Online Trolling Can Lead to Financial Rewards, Study Finds

A study published in the Journal of Marketing Management has shined a light on the murky world of online trolling—the deliberate, deceptive and mischievous attempt to provoke reactions from other internet users—finding, among other things, that it can lead to financial reward.

For the research, lead author Maja Golf-Papez, a postgraduate student from the University of Canterbury, New Zealand, wanted to investigate the phenomenon of online trolling from a marketing perspective.

First, Golf-Papez attempted to track down trolls to interview. In the process, she found that they had often been removed or banned from pages before she was able to reach out to them, while also being trolled many times herself.

"Good trolls are elusive and, I find, highly intelligent characters," she said in a statement. "They know how to look after themselves and operate within but on the fringes of the law."

Eventually, she was able to find a number of trolls, many of whom had gained celebrity status within their community. Some of these individuals had nearly half a million followers on social media.

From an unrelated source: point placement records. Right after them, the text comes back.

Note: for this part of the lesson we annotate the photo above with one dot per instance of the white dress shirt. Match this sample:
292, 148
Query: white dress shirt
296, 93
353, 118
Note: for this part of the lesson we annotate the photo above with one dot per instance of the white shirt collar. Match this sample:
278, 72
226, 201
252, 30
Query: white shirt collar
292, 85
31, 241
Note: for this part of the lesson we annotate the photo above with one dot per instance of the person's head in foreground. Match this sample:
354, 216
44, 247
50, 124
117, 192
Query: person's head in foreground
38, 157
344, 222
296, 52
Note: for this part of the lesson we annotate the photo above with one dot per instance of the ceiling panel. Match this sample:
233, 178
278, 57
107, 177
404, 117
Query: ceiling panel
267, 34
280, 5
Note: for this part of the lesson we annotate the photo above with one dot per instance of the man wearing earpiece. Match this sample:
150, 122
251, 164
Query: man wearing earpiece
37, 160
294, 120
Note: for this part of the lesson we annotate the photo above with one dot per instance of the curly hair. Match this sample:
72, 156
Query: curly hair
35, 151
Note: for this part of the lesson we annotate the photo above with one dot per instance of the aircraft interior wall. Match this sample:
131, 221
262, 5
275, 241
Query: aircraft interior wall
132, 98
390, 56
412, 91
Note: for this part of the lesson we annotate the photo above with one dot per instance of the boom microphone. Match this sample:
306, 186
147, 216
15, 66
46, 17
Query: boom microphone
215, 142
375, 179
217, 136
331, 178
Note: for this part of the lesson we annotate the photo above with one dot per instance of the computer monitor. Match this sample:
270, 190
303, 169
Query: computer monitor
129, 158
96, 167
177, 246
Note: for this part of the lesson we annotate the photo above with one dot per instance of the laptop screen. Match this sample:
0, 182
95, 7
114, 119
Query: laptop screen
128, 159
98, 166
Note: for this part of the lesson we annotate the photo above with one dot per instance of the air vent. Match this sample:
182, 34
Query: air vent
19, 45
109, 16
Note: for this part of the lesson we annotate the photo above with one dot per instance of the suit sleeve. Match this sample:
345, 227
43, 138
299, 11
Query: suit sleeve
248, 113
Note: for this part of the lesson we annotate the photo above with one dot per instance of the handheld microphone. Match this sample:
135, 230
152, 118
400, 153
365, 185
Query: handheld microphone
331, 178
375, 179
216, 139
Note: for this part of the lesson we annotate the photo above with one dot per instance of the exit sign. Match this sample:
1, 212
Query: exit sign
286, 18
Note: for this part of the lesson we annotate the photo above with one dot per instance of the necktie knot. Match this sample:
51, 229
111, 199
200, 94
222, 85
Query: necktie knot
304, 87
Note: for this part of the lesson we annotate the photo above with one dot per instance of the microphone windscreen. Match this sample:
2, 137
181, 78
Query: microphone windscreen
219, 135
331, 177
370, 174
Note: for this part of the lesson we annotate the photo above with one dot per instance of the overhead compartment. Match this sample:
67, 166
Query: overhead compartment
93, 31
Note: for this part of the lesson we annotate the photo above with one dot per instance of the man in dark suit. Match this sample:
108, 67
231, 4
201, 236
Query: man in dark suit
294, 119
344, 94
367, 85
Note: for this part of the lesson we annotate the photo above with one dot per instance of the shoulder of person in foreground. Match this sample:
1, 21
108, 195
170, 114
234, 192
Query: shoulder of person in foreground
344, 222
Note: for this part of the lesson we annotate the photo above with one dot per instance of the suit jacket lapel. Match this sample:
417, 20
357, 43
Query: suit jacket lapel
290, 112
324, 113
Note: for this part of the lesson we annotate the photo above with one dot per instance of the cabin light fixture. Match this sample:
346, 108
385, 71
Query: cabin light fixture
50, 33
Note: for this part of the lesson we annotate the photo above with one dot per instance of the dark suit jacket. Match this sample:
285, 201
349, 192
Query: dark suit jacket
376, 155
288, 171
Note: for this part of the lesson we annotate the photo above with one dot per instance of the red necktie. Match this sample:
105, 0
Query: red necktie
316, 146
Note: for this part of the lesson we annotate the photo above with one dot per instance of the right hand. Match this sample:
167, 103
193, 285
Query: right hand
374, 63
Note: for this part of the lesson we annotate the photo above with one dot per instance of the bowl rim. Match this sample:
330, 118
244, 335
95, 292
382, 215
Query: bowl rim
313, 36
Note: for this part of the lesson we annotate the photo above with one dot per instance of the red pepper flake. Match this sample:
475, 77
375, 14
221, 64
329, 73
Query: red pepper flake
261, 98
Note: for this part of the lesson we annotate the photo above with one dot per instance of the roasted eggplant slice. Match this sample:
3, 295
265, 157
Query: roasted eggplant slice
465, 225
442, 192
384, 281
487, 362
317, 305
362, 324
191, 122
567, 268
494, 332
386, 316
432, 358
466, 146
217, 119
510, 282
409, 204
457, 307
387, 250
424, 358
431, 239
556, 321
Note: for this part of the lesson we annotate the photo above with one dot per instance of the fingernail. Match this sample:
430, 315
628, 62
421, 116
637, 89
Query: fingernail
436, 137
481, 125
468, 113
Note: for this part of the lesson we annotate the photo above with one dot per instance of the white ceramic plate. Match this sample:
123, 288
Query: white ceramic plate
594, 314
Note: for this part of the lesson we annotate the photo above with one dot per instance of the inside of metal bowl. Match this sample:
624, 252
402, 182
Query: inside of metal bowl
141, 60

In addition, she conducted more than 300 hours of online observations of trolling across different platforms, including gaming platforms, forums, social media channels and news platforms. Furthermore, she interacted with targets of the trolls, bystanders and moderators.

She found that, a number of trolls are receiving financial rewards from their activities.

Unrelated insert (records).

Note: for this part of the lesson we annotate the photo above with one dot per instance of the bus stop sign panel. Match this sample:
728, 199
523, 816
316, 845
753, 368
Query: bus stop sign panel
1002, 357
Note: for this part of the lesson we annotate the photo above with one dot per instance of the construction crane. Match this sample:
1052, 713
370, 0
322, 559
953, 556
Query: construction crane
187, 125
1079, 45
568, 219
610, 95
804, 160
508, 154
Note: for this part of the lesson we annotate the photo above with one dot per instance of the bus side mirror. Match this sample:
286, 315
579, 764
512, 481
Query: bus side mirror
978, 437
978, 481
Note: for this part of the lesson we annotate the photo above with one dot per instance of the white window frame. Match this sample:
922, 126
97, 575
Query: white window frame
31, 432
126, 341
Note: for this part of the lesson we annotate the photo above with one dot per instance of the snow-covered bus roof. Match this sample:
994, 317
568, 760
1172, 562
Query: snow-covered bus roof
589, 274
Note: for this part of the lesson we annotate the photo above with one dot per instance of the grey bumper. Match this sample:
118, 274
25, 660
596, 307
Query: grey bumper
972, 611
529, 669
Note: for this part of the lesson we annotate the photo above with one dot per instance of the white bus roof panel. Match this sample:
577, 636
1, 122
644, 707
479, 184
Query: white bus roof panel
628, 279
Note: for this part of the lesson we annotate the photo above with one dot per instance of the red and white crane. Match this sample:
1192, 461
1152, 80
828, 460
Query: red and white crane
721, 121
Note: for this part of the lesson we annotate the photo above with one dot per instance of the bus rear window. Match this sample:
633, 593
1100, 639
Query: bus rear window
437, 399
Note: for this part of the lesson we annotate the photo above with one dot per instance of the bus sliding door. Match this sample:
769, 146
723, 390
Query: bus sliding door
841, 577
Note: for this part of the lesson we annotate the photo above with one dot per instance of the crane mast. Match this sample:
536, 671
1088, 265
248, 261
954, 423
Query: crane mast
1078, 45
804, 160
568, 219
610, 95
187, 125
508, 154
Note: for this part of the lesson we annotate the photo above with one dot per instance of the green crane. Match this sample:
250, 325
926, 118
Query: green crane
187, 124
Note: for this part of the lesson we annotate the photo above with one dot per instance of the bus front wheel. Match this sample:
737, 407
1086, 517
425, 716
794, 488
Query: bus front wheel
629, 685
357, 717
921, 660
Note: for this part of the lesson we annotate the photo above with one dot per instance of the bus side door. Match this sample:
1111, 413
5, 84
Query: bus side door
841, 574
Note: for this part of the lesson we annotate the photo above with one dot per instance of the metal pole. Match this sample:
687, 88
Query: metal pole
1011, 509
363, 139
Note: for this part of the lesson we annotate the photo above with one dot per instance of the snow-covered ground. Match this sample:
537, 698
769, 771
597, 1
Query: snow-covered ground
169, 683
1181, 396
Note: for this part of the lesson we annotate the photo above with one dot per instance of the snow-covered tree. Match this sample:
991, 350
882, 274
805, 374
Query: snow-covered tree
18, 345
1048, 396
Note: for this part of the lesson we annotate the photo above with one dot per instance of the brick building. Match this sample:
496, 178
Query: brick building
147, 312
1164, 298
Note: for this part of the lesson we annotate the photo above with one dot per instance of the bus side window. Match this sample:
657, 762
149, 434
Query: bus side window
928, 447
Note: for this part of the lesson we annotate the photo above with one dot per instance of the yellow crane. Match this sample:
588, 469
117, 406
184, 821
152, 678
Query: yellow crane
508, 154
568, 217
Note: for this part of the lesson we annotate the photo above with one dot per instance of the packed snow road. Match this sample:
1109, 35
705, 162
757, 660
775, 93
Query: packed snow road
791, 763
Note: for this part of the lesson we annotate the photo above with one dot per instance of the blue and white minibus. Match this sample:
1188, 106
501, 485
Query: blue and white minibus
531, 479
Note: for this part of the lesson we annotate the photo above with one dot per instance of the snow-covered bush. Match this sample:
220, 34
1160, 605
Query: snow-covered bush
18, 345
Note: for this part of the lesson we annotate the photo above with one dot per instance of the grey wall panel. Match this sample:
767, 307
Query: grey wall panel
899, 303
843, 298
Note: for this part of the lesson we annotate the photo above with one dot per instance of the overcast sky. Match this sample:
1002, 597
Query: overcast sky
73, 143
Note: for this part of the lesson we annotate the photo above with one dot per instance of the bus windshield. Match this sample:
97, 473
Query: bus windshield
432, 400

"Some more risky brands are paying trolls to pose as customer service reps to respond to complaints and questions in a way the brand couldn't or wouldn't usually," she said.

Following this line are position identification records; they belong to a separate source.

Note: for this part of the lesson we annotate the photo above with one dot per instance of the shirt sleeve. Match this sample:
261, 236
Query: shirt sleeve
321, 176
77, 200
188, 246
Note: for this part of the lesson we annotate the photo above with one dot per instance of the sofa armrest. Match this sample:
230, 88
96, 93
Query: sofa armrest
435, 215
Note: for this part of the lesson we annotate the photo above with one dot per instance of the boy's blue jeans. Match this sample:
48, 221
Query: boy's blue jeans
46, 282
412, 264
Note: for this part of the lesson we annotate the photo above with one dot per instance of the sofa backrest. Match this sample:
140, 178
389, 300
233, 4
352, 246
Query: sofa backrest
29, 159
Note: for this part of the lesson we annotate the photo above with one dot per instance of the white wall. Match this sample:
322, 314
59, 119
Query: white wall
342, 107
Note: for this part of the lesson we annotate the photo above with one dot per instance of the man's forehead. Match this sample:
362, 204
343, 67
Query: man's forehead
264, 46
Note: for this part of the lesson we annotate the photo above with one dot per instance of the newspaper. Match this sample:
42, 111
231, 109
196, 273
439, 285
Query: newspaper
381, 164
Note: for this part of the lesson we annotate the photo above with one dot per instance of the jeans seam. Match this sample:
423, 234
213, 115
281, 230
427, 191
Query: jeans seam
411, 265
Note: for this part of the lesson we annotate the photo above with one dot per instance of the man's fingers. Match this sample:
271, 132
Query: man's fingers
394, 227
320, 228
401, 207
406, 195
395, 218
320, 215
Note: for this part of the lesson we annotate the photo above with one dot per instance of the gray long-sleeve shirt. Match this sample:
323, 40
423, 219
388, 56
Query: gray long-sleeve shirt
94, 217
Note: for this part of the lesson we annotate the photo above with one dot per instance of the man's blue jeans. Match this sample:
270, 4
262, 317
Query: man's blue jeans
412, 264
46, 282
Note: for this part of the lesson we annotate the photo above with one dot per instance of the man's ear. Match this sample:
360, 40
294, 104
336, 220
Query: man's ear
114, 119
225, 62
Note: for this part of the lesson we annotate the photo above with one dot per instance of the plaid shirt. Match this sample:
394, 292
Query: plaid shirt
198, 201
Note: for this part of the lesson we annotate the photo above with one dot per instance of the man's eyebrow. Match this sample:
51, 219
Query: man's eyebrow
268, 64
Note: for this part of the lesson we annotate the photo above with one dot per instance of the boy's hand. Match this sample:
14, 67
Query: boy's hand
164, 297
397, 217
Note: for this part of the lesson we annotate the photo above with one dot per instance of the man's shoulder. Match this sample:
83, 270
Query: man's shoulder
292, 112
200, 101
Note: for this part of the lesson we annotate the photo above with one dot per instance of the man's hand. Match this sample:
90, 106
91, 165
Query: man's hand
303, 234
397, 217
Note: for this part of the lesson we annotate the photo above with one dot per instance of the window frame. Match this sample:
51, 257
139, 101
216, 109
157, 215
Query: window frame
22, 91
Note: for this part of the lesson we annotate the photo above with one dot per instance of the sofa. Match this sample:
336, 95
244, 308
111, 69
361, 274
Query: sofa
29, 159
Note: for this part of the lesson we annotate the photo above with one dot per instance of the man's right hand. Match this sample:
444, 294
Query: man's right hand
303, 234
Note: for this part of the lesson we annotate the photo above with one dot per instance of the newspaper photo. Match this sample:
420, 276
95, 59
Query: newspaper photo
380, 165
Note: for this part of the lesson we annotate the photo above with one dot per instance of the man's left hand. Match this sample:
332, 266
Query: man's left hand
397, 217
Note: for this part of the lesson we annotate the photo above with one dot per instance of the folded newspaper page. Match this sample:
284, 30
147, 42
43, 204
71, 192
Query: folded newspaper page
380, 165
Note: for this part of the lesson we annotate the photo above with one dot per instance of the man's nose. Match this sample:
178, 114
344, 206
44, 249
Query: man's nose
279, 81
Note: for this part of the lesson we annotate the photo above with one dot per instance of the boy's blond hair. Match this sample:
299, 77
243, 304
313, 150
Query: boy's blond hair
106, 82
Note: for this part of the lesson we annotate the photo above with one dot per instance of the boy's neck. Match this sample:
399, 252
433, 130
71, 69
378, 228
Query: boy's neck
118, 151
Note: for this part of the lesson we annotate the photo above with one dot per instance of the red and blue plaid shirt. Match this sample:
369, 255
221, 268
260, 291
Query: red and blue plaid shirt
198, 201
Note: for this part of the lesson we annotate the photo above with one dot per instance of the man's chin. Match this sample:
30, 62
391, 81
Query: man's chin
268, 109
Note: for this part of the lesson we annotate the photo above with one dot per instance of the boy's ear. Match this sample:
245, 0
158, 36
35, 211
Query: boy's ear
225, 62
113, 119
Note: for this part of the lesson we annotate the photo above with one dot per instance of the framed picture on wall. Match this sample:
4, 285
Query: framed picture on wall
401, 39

Golf-Papez also found that a distinction could be made between trolling and cyberbullying.

GettyImages-80157379
Trolling is the deliberate, deceptive and mischievous attempt to provoke reactions from other internet users—and it can lead to financial gain, according to a new study. Joe Raedle/Getty Images

"Trolling is when someone is deceptive and mischievous," she said. "A troll typically has no intent to cause harm but is trying to provoke a reaction. Whereas cyberbullying is targeted with the purpose of causing harm to an individual person."

In the study, she goes on to consider whether trolling has simply become another form of entertainment, while acknowledging that it can cause problems for targets, companies and online moderators.

Golf-Papez hopes that the research will help to inform how people react to online trolls and how policymakers create laws surrounding online behavior.